The bill passed the committee by a 17-8 vote June 9, with several Republican members raising concerns about the effect the federal legislation would have on states.

“I think there’s a better approach to be taken on distracted driving,” said Republican Sen. Roger Wicker of Mississippi.

“Forty states are working on this very important issue . . . it is being addressed in the laboratory of the states,” Wicker said.

In addition, Sen. Mike Johanns (R-Neb.), said he would vote against the bill because Nebraska’s law would not meet the standards for funding laid out in Rockefeller’s bill and would be “disqualified” from receiving any aid.

While the federal government continued to debate the issue, Transportation Secretary Ray LaHood commended several states for passing their own laws against distracted driving.

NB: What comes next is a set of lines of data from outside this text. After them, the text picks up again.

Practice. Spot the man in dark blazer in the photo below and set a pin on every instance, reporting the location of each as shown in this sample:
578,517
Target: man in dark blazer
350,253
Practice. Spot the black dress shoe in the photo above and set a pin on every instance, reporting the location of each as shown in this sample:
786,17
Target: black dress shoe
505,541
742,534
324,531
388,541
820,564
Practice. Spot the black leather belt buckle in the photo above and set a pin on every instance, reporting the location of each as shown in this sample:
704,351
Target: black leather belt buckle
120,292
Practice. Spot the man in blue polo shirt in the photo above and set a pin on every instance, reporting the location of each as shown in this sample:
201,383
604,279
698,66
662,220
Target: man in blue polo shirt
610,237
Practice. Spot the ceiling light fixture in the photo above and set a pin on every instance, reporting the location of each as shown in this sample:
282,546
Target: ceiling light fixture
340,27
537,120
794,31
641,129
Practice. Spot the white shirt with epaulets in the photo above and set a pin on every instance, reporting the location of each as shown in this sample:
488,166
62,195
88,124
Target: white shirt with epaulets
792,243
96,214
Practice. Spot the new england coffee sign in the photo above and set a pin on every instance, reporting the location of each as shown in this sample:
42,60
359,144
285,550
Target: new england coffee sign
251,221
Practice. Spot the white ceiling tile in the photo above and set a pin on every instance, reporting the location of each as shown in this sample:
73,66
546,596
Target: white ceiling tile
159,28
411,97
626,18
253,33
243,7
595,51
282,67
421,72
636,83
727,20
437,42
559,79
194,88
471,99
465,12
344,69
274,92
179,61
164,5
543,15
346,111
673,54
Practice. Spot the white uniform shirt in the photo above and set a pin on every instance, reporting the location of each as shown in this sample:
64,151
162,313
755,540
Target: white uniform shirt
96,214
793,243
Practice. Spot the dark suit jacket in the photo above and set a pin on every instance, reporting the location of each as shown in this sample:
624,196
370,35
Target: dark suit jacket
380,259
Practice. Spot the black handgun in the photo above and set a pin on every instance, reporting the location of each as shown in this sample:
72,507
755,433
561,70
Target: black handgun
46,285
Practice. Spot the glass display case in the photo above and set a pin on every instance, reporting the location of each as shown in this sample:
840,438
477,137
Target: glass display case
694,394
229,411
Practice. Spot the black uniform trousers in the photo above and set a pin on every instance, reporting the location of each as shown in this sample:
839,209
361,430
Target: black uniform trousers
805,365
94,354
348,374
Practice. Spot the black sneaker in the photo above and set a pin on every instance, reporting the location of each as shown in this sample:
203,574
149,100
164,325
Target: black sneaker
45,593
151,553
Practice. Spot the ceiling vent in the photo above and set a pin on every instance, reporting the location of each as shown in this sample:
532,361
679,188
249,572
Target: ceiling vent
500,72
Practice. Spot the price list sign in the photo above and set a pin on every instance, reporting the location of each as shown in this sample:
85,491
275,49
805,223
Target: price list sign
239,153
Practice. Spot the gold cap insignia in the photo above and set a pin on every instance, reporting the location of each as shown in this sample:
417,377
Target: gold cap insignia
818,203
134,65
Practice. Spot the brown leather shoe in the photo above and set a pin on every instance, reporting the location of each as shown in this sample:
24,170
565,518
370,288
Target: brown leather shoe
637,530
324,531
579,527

Georgia, for instance, became the 28th state to pass a texting ban when Gov. Sonny Perdue (R) signed the Caleb Sorohan Act for Saving Lives by Preventing Texting While Driving.

The bill bans texting while driving and prohibits teenaged drivers from using cell phones while behind the wheel.

“It’s time for Americans to follow Georgia’s lead and just put their devices down. Texting while driving is just too risky,” LaHood said in a June 7 statement.

Georgia’s law, which makes texting a primary traffic offense, goes into effect July 1 and carries a $150 fine.

LaHood had similar praise for Vermont, where Republican Gov. Jim Douglas also signed a bill banning texting by drivers of all ages and the use of cell phones by teens.

“Everyone on Vermont’s roads will be safer because this ban was signed into law,” LaHood said.